ABSTRACT. The article analyzes geographical maps used in the periodical press of the early 20th century Russian Empire to form the image of a particular space, which was prescribed to be a subject of political control or to be part of the national territory of Russia. The process of the formation of the mental map of the “native Russian land”, the so-called “Foreign Russia” — the territory of Eastern Galicia, Northern Bukovina and north-eastern counties of Hungary (“Ugrian Rus’”) took place through the nationalistic optics of Dmitry Vergun, one of the representatives of the Russian nationalist movement of the late 19th — early 20th centuries.
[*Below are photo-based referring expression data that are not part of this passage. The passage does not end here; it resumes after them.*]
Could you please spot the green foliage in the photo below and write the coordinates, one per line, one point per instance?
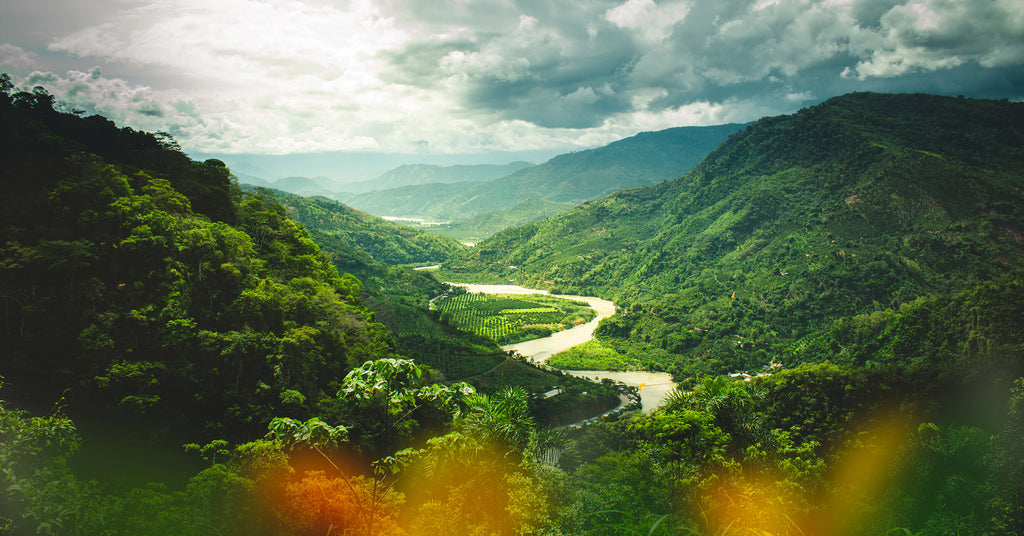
(124, 277)
(593, 356)
(334, 223)
(644, 159)
(860, 204)
(508, 319)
In order to form the image of the ancestral territories belonging to the “Russian people”, Vergun used all available means, or, more precisely, “channels” of communication used in the corresponding historical epoch. This formation took place by means of the national narrative in oral and written form, including poetry, as well as by means of the visualization of the territories described with help of geographical maps. His first significant work, “The German Drang nach Osten in Numbers and Facts”, was published in Vienna in 1905. The brochure text was supplemented by a map, issued as an appendix to illustrate the content of this work. However, this map was not as widespread outside the brochure as another map made later by D. Vergun for the work “What is Galicia?”

KEYWORDS: early 20th century Russian nationalism, D. Vergun, “Foreign Russia”, Map of German Conquests, ethnographic map, mental maps

For citation: Ryzhova M. M. D. Vergun’s maps as a tool for structuring Russian nationalist idea in the early 20th century // Historical Geography Journal. 2022. Vol. 1. № 1. P. 114–127.